You’ll rack up at least $52000 in student loans during the four years of chasing your education degree. While this may be way less than what post-secondary teachers fork out in tuition fees while in college, full-time teachers earn an average of only $43,400. You can do the math and find out how many years it’ll take you to pay off that loan.
3. Public Relations Specialist
This sounds like an attractive job on face value. However, 14 years after graduation is the amount of time needed to clear the average student loan. The only bright side to this profession is the little time spent acquiring the degree.
Nevertheless, the pay that accompanies this profession will leave you in tears. At an average $54,170, you’ll be bending over backward to pay off the student loan.
4. Ministry and Theological Services
These two areas are more service-oriented than money-makers, although Pat Robertson may have a different say about that. Not everyone fits in these jobs. They’re more than just the education one receives in college. It’s a calling.
A report by PayScale indicates that average earnings for employees in the religious sector only go as far as the mid $30,000.
5. Health Administration
Health is a critical aspect of any country for obvious reasons. If anything, there should be more administrators, despite the overflowing number already working in hospitals and clinics countrywide. Offering your expertise to improve the healthcare system is a great job.

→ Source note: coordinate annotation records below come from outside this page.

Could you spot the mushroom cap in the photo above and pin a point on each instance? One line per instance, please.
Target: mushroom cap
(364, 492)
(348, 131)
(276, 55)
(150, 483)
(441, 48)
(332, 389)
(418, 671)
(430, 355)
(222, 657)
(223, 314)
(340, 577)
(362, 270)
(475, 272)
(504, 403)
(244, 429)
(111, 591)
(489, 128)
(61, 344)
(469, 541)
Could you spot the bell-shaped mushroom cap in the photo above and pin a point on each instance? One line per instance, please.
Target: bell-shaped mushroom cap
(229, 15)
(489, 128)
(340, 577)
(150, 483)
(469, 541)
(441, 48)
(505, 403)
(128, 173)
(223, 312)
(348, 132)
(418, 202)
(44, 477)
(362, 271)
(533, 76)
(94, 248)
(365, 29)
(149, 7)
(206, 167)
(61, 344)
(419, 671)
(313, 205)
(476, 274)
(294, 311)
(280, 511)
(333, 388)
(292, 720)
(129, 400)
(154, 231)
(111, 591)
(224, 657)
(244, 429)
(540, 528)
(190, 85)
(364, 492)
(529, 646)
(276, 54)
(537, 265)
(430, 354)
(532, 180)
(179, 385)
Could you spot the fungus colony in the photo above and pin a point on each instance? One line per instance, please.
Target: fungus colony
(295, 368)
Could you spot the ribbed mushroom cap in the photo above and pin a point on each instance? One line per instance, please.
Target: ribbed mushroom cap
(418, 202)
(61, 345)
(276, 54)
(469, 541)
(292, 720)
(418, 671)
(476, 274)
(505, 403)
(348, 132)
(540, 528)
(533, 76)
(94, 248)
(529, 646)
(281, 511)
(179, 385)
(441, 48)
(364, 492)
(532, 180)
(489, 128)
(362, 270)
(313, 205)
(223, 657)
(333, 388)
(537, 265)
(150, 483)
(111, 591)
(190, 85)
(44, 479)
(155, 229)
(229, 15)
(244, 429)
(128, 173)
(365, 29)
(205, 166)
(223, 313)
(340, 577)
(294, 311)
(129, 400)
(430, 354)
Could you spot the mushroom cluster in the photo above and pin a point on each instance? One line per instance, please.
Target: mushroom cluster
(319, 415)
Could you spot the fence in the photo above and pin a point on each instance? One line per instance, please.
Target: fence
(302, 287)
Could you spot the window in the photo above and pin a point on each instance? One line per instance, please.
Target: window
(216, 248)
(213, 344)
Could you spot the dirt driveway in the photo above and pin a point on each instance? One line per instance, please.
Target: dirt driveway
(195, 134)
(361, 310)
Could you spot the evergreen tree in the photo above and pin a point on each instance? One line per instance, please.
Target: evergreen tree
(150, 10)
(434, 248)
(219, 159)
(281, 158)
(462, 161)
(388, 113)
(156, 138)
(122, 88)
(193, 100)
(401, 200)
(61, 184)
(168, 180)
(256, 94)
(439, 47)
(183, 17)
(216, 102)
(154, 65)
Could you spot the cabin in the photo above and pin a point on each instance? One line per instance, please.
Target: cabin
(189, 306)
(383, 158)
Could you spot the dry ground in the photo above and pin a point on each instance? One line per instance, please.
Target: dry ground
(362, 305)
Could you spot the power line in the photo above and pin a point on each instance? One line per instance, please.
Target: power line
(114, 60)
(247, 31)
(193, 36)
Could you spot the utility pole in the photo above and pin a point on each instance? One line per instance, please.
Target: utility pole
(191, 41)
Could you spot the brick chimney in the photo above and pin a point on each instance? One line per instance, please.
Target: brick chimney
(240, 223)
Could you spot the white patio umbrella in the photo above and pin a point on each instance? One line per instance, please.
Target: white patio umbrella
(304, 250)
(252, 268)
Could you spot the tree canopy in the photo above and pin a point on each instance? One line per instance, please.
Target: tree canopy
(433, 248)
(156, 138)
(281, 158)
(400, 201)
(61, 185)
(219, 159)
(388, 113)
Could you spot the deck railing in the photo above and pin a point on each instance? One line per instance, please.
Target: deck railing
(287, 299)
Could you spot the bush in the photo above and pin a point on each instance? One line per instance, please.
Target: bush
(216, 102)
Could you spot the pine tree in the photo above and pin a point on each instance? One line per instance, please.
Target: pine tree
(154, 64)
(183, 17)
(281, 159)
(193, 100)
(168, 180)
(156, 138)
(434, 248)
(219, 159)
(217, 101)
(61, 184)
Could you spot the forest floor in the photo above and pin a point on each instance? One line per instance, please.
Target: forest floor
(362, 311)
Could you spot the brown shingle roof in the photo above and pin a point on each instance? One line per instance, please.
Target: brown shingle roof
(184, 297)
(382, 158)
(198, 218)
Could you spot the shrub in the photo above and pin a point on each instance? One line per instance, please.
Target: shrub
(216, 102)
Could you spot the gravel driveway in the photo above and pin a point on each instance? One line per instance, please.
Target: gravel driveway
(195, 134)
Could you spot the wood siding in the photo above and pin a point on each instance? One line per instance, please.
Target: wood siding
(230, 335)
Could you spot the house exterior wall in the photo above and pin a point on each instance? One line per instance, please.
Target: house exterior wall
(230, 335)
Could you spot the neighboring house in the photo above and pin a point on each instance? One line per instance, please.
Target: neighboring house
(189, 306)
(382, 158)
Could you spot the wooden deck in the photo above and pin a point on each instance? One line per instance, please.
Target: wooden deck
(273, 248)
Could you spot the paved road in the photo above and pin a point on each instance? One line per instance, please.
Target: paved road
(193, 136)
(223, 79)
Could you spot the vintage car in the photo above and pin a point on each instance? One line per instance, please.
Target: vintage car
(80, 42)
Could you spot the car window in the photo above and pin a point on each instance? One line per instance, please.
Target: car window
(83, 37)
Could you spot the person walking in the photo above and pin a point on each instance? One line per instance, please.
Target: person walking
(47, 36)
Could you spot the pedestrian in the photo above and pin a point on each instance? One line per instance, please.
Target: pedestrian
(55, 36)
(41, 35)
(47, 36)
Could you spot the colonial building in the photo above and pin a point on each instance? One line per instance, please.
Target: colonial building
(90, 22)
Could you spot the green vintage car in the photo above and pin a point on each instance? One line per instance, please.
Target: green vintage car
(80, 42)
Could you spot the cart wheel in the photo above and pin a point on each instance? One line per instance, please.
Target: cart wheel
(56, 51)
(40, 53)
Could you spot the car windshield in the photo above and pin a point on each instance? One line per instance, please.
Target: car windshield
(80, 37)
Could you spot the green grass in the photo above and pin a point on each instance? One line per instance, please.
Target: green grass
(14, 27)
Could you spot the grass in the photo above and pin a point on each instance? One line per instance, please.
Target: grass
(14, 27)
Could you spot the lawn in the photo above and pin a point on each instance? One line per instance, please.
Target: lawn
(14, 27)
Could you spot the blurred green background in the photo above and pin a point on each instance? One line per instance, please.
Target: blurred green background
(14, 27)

However, it’s the paycheck that will discourage you, and even worse, get you into serious financial problems down the line. With a starting salary of around $30,000 and mid-career earnings later rising to $56,000, there’s a chance, you’ll be paying off your student loans for a long time to come.
6. Exercise Science
As a recent graduate in this field, the initial earnings will leave sad for quite a while. A degree in exercise science can open up a career in physical therapy, a trainer, or even something related to physiology. Nevertheless, with student loans weighing you down, chances are you’ll be in the repayment category for the longest time. According to the Bureau of Labor Statistics, expect to make about $18.50 an hour. Therefore, this makes this path unviable in the long run.
7. Culinary Arts
It may sound sophisticated, but culinary arts is all about cooking. Being a chef at the top level, for example in 5-star hotels, pays well, but is highly competitive and complicated. Anyway, back to the real business. Getting a degree in this field will leave you with high student loans.
Even after struggling to get this degree, you’ll have to make do with the lousy starting salary. This is despite the potential to work your way up to the top. However, it’s a known fact that kitchen environments can be difficult to work in.

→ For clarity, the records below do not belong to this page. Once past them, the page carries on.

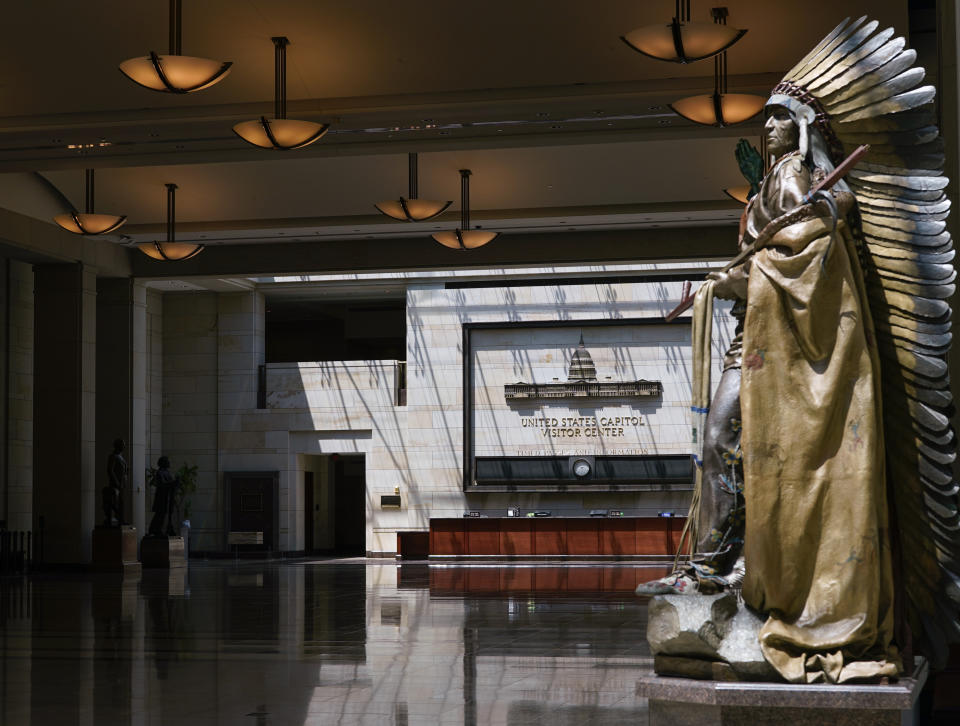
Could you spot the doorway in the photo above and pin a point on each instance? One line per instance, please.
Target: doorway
(335, 517)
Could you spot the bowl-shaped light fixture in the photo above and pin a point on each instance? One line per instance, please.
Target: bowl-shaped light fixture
(88, 222)
(412, 209)
(174, 73)
(680, 40)
(464, 238)
(170, 250)
(280, 132)
(738, 194)
(719, 108)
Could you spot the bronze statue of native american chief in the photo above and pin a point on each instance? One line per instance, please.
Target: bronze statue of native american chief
(825, 481)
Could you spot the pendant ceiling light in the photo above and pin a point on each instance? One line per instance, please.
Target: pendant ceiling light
(412, 209)
(682, 41)
(88, 222)
(464, 238)
(720, 108)
(170, 250)
(280, 132)
(174, 73)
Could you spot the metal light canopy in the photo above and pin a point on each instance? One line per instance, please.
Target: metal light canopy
(174, 73)
(719, 108)
(280, 132)
(464, 238)
(170, 250)
(682, 41)
(88, 222)
(412, 209)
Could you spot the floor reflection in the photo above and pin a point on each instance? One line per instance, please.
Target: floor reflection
(330, 642)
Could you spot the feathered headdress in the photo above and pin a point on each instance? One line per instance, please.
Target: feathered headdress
(859, 86)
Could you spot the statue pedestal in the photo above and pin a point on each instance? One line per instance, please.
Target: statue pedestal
(165, 552)
(681, 701)
(115, 550)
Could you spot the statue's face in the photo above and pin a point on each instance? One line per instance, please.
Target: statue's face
(783, 136)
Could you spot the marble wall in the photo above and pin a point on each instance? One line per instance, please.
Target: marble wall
(212, 345)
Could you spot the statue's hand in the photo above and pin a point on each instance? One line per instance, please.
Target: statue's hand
(730, 285)
(750, 162)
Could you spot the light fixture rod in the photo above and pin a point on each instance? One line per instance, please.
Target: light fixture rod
(88, 189)
(280, 76)
(412, 175)
(171, 210)
(175, 12)
(719, 67)
(464, 199)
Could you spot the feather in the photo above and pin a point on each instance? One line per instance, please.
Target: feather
(830, 41)
(888, 62)
(906, 81)
(902, 102)
(847, 45)
(854, 59)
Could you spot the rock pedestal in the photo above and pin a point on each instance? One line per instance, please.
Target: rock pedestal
(115, 550)
(686, 702)
(712, 642)
(712, 637)
(159, 552)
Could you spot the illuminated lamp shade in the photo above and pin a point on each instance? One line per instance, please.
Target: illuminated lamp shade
(461, 239)
(464, 238)
(170, 250)
(280, 132)
(88, 222)
(412, 209)
(719, 109)
(174, 73)
(738, 194)
(682, 41)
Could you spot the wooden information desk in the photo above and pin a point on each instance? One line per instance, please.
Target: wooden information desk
(555, 536)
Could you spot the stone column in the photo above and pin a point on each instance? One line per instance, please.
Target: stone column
(121, 386)
(19, 462)
(65, 492)
(189, 421)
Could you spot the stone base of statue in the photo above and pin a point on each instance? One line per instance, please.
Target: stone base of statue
(166, 552)
(713, 637)
(686, 702)
(115, 550)
(710, 672)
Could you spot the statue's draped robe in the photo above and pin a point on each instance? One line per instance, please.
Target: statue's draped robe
(816, 540)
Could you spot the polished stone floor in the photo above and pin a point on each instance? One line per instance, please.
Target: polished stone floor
(325, 642)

According to PayScale, a degree in culinary arts will get you just over $23,000 as starting salary, with mid-career salaries leveling out at $56,000.
8. Social Work
You’ve probably seen social workers volunteering for various tasks in the community or have seen people guilty of misdemeanors sentenced to certain hours of community service. Don’t get it wrong. Social work is a noble job, but the hours you have to put in are crazy. That’s not to mention how tough these jobs can get.
To top it all off, you have to contend with the meager pay to settle your bills and student loans and still expect to enjoy yourself. According to data from PayScale, the starting salary of a social worker is about $33,000. The pay will then rise to $45,000 at mid-career, still not enough to pay off student loans.
Often, librarians will have earphones on while perusing a book from the shelves as they assist library users. Sounds like a boring job, but it takes at least six years for you to become a librarian. The worst part is that for that amount of time in school, they have to take home $55,370 in median salary and a starting salary of about $34,000. For this, they’ll have to wait over 22 years to pay off an average student loan.